Cell phone use could cause brain cancer
LYON, France, Wednesday June 1, 2011 – With the Caribbean having one of the highest levels of mobile penetration in the world, residents will no doubt be paying close attention to the latest findings by a group of scientists that exposure to electromagnetic fields emitted by cell phones could possibly cause cancer, including an increased risk in a malignant type of brain tumour.
The findings were reported by the World Health Organization’s (WHO) International Agency for Research on Cancer (IARC) as a group of 31 scientists from 14 countries was meeting at its headquarters in Lyon, France, to assess the potential cancer risks from exposure to radiofrequency electromagnetic fields.

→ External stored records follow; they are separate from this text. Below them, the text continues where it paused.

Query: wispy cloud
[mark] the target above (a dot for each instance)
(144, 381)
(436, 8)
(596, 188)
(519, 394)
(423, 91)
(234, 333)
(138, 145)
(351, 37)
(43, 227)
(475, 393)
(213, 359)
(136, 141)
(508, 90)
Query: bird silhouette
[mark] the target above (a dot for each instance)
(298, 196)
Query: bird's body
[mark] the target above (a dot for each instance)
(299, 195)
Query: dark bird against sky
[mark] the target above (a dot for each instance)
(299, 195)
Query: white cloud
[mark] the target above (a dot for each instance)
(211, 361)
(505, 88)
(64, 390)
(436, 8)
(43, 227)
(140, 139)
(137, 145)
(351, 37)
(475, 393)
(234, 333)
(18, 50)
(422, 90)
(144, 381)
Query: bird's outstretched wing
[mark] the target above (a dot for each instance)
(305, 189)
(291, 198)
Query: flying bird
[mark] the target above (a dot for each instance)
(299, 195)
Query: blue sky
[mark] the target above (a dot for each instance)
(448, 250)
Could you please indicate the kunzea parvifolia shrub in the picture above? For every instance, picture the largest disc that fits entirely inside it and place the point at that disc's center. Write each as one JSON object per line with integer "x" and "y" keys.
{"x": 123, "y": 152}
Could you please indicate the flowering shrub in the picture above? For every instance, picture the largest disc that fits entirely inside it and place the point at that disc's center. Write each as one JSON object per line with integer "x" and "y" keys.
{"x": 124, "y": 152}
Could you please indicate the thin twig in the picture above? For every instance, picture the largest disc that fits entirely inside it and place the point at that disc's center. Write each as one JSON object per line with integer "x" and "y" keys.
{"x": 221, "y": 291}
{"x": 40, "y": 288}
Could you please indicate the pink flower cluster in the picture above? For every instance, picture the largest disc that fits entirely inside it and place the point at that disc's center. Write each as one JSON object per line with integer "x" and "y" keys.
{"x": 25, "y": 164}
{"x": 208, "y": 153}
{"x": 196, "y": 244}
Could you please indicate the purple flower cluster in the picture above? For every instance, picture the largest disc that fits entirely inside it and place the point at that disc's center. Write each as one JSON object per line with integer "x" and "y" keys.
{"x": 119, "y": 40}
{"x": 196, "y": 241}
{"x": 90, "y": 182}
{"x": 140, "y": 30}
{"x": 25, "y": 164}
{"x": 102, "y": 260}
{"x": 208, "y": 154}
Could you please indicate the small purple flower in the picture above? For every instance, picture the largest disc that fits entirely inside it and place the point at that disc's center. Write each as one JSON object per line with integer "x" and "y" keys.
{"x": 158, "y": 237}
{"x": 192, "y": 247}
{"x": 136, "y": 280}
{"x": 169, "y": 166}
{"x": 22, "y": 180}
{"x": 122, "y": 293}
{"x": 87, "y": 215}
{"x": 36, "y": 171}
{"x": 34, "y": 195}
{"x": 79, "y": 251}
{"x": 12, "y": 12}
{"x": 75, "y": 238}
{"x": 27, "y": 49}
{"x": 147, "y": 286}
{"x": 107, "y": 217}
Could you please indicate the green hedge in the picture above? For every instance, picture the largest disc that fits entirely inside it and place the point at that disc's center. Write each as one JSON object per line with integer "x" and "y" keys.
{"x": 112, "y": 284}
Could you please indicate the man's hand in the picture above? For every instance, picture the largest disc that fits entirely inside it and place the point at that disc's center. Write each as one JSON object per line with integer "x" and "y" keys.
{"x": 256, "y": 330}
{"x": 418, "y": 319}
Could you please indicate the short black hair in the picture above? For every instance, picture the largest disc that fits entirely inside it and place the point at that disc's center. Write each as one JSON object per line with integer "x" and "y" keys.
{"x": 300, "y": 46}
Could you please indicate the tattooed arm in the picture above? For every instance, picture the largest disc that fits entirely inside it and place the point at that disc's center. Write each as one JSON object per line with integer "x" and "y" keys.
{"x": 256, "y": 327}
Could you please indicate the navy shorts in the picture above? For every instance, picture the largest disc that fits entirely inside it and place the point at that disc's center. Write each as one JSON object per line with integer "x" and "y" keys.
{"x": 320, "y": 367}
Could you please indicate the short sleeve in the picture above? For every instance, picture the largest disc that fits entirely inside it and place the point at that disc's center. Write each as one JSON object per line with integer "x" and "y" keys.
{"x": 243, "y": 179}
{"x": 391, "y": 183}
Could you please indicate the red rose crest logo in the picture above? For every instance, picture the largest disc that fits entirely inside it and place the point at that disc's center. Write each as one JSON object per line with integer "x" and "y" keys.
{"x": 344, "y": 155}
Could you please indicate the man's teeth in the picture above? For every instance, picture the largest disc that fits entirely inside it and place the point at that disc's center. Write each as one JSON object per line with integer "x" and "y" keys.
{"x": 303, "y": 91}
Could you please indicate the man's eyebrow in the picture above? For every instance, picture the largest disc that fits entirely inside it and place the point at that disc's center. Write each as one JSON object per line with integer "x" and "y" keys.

The working group evaluated the relevant literature and discussed the possibility that these exposures might induce long-term health effects, in particular an increased risk for glioma, a type of brain cancer, according to WHO and IARC.
However, the researchers did say the evidence was not conclusive.
Of the five scientific labels which the IARC could give – carcinogenic, probably carcinogenic, possibly carcinogenic, not classifiable or probably not carcinogenic – it rated cell phones as "possibly carcinogenic" because of the potential link with glioma.
"Given the potential consequences for public health of this classification and findings it is important that additional research be conducted into the long term, heavy use of mobile phones,” said Director of the IARC, Christopher Wild.
"Pending the availability of such information, it is important to take pragmatic measures to reduce exposure such as hands free devices or texting."
There has been mounting concern the past few years about the possibility of adverse health effects resulting from exposure to radiofrequency electromagnetic fields, such as those emitted by wireless communication devices.
The number of mobile phone subscriptions is now estimated at five billion globally.
A March 2011 report indicated that by early that year, average mobile penetration in Caribbean countries was over 62 percent, with rates ranging from single figures to over 300 percent in individual countries.